The U.S. government counts the American population every 10 years, and uses the resulting numbers in formulas to allocate seats in the House of Representative and Electoral College, and to make public funding and policy decisions. It has served as an essential tool of representative democracy since 1790.
Americans have heeded the call to “stand up and be counted.” They also engage in an ongoing conversation to make sure that the information is used properly and ethically, that the census serves as a tool of representative democracy and advances the rights— including human rights—of all Americans.
Nevertheless, there have been misuses of census data and expertise.
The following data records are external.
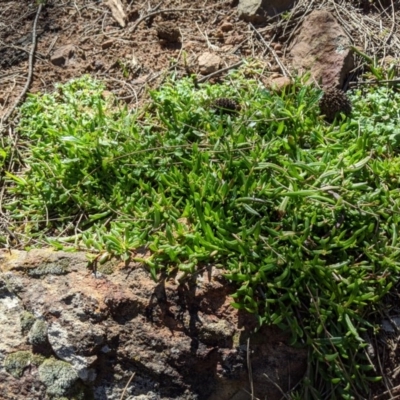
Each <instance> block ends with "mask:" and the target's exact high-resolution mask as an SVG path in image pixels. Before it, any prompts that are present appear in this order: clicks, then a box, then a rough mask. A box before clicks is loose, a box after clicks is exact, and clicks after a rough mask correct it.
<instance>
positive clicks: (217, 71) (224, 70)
mask: <svg viewBox="0 0 400 400" xmlns="http://www.w3.org/2000/svg"><path fill="white" fill-rule="evenodd" d="M243 62H244V61H243V60H242V61H239V62H237V63H236V64H232V65H229V66H227V67H225V68H221V69H219V70H218V71H215V72H212V73H211V74H209V75H206V76H203V77H202V78H200V79H198V80H197V83H203V82H205V81H206V80H208V79H210V78H212V77H213V76H215V75H219V74H221V73H222V72H225V71H229V70H230V69H234V68H237V67H240V66H241V65H242V64H243Z"/></svg>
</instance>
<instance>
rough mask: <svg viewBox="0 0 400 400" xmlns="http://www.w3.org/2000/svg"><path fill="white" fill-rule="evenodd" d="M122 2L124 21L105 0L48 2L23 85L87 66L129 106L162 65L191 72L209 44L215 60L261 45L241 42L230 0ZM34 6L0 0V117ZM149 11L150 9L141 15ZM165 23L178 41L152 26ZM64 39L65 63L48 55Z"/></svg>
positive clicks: (135, 101)
mask: <svg viewBox="0 0 400 400" xmlns="http://www.w3.org/2000/svg"><path fill="white" fill-rule="evenodd" d="M125 6H126V8H125V12H126V15H127V17H128V19H127V24H126V26H125V28H122V27H121V26H120V25H119V24H118V22H117V21H116V20H115V19H114V18H113V16H112V14H111V11H110V8H109V7H108V6H107V5H105V3H103V2H99V1H94V0H76V1H64V2H60V1H55V0H49V1H47V2H46V5H45V6H43V8H42V10H41V12H40V14H39V17H38V21H37V26H36V37H37V47H36V51H35V58H34V60H35V62H34V68H33V79H32V83H31V85H30V88H29V91H30V92H37V91H41V92H46V91H51V90H53V89H54V84H55V83H58V82H66V81H67V80H69V79H71V78H75V77H79V76H81V75H83V74H87V73H89V74H91V75H92V76H94V77H96V78H99V79H101V80H102V81H104V82H105V83H106V85H107V87H108V89H109V90H111V91H112V92H114V94H116V95H117V96H118V97H119V98H120V99H124V100H125V101H127V102H128V103H129V104H131V105H135V103H136V102H137V101H138V99H139V97H140V94H141V93H142V91H143V89H144V88H145V86H146V85H154V84H157V82H160V80H161V79H162V78H163V76H164V72H168V71H172V70H175V71H176V72H177V73H178V74H181V75H183V74H185V73H188V72H189V73H190V72H196V59H197V58H198V56H199V55H201V54H202V53H203V52H205V51H207V50H210V47H212V50H213V51H216V52H218V53H219V54H220V56H221V58H222V60H223V65H222V66H221V67H224V66H229V65H231V64H234V63H236V62H238V61H239V60H240V59H241V58H242V57H243V56H256V55H261V52H262V51H263V48H262V46H261V45H256V46H255V45H254V44H253V43H250V41H249V40H246V42H245V43H243V40H244V39H246V32H247V31H248V27H247V24H246V23H244V22H241V21H238V20H237V17H236V10H235V7H234V4H233V3H232V1H230V0H229V1H218V0H204V1H202V2H190V1H182V0H166V1H161V2H158V1H140V2H138V1H130V2H129V1H128V2H125ZM37 10H38V6H37V3H36V2H34V1H29V2H28V1H4V0H3V1H2V2H1V6H0V117H1V116H2V115H4V114H5V113H6V112H7V110H9V108H10V107H11V106H12V105H13V104H14V103H15V100H16V99H17V98H18V96H19V94H20V92H21V91H22V89H23V87H24V85H25V83H26V80H27V75H28V70H29V65H28V64H29V63H28V58H29V51H30V49H31V46H32V27H33V25H34V20H35V18H36V16H37ZM167 10H171V11H167ZM150 13H154V15H153V16H151V17H149V18H143V19H141V18H142V17H144V16H146V15H148V14H150ZM165 22H169V23H170V24H171V25H172V26H173V27H174V26H175V27H178V28H179V31H180V38H178V41H176V42H171V41H168V40H165V39H160V38H159V37H158V34H157V29H158V27H160V25H162V24H163V23H165ZM224 24H225V25H224ZM223 25H224V26H223ZM221 26H223V30H221ZM160 36H162V35H160ZM167 39H168V38H167ZM63 46H69V48H68V51H67V53H69V54H67V55H69V57H67V59H66V60H65V63H63V62H62V61H63V60H61V61H59V63H60V65H54V63H55V62H56V63H57V60H56V61H54V60H52V58H54V56H55V55H56V54H57V50H58V49H59V48H61V47H63ZM214 46H217V47H218V48H217V47H214Z"/></svg>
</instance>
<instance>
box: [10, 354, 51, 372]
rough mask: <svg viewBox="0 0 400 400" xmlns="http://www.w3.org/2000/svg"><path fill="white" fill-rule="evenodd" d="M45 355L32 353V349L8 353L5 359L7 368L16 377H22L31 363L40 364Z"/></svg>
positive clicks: (32, 364)
mask: <svg viewBox="0 0 400 400" xmlns="http://www.w3.org/2000/svg"><path fill="white" fill-rule="evenodd" d="M44 359H45V358H44V357H42V356H39V355H36V354H32V353H31V352H30V351H17V352H15V353H11V354H9V355H7V357H6V358H5V360H4V368H5V370H6V371H7V372H8V373H9V374H10V375H12V376H13V377H14V378H21V376H22V375H23V374H24V370H25V368H26V367H28V366H29V365H36V366H38V365H40V364H41V363H42V362H43V361H44Z"/></svg>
Today, as governments and social media are suspect for their exploitation of data about individuals, the experience of Americans of Japanese ancestry in the United States during World War II provides a chilling example of such misuse.Federal officials mobilized the substantial administrativeand technical resources of the 1940 census to map the neighborhoods where Japanese-Americans lived, and plan their systematic removal. They then built “census-like” data systems to track the “evacuees” for the duration of the war, monitor their lives in concentration camps, and certify which “loyal” evacuees might be released for military or civilian service during the war.
This book has lessons for policy makers and ordinary Americans alike. It speaks to two of the great issues of our time: distrust in the institutions of government and the victimization of minorities.
“This terrific book documents the most egregious but hidden use of Census data in US history, describes how the authors uncovered it, the Bureau’s reaction to their discovery, and considers its implications for Census and other government data collection.”
Andrew A. Beveridge, Co-founder and President of Social Explorer and Professor Emeritus of Sociology, Queens College, and Grad Center CUNY
Margo Anderson is Distinguished Professor Emerita [History & Urban Studies] at the University of Wisconsin - Milwaukee. She specializes in American social, urban and women’s history and has research interests in both urban history and the history of the social sciences and the development of statistical data systems, particularly the census.
William Seltzer held positions as an official statistician in the United States, abroad, and in international statistical agencies, including the U.S. Census Bureau, The Population Council, and the UN Statistics Division, where he was Chief of Demographic and Social Statistics (1974-86) and Director (1986-94). From 1995, until his retirement in 2011, he was a Senior Research Scholar at Fordham University.